Laura Gonzalez is Associate Professor of Finance. Below is the summary of her research published in Managerial Finance.
Person-to-person lending - also known as peer-to-peer lending, peer-to-peer investing, and social lending, and abbreviated as P2P lending - refers to lending and borrowing between strangers through a for-profit online platform. It is done without the intermediation of a traditional financial institution, although they may participate as lenders. The service started in the United Kingdom in 2005, but U.S. platforms quickly took the lead in loan volume. In the direct unsecured P2P lending model, usual loan application information includes loan size, maturity and purpose, percentage of loan funded, number of days the loan application has been visible online to potential lenders, some measure of credit rating and interest rate. On some platforms, borrowers can submit an image. Platform services include calculating interest rates and repayment terms, creating written documents, and disbursing funds. Both borrowers and lenders are charged fees, and if the loan defaults, the platform sells it to a debt collection agency. P2P services are perceived as convenient, efficient, flexible and empowering, and previous work finds that borrowers deemed trustworthy receive 31% more lending bids than average.

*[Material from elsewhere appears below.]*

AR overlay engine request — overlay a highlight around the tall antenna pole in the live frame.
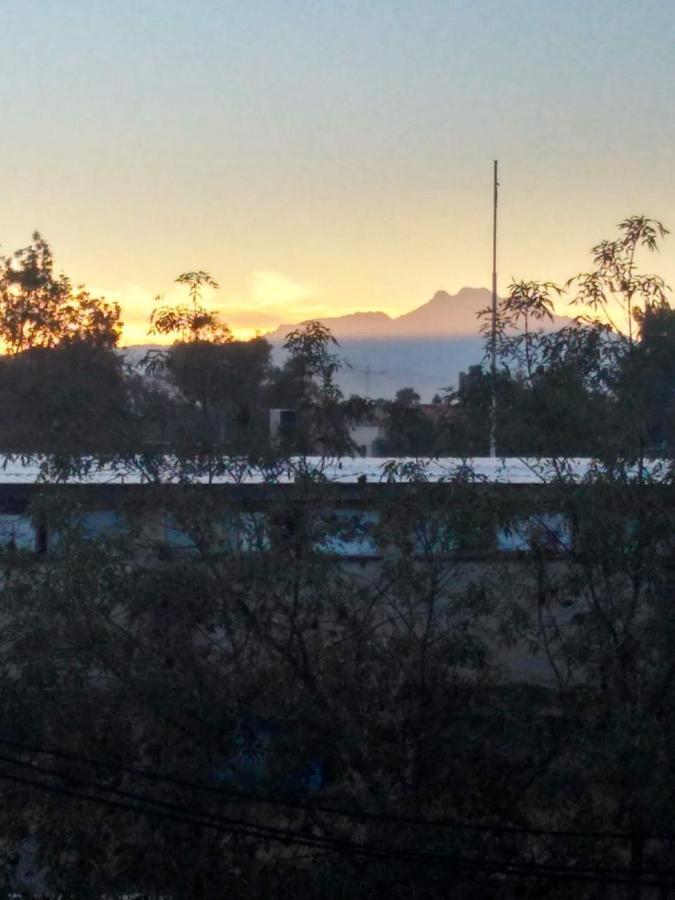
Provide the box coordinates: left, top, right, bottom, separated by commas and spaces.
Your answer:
489, 160, 499, 458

Blockchain is also a decade-old “trust machine”. It is a decentralized ledger that allows secure, fast and transparent transaction records. It uses cryptography and hashing algorithms, and requires consensus to update records, which makes transactions practically tamper-proof and therefore, more trustworthy. While the full potential of this fast-evolving technology is not yet clear, the applications are numerous and substantial. The gradual implementation of blockchain technology in P2P lending platforms facilitates safer transparent quick access to funds without having to deal with the complex, slower and more costly loan processes of banks. However, other uses of blockchain may be needed.
The gradual implementation of blockchain technology in peer-to-peer (P2P) lending platforms facilitates safer transparent quick access to funds without having to deal with the more complex and costly processes of banks. Beyond that, this study examines trust-enhancing heuristics that show a need for blockchain to assist in monitoring and bad loan recovery.
This study examines 909 lending decisions by finance students on a mock P2P site. The loan applications were identical with the exception of a female or male photo (vs.an icon) and reports of having raised half the loan in either 3 or 11 days (vs. 7).
Investors who have experienced financial trauma are more likely to herd and lend higher amounts to loan applicants that are highly trusted by other lenders. This effect is more pronounced for male investors lending to highly trusted female loan applicants.
This study is the first behavioral experiment to examine herding in P2P lending. The findings emphasize the need for blockchain to assist beyond trusted records and safe transfers of funds.
Blockchain can compensate for behavioral biases in lenders’ decision making and improve monitoring by helping track digital money transactions and assisting in bad loan recovery efforts.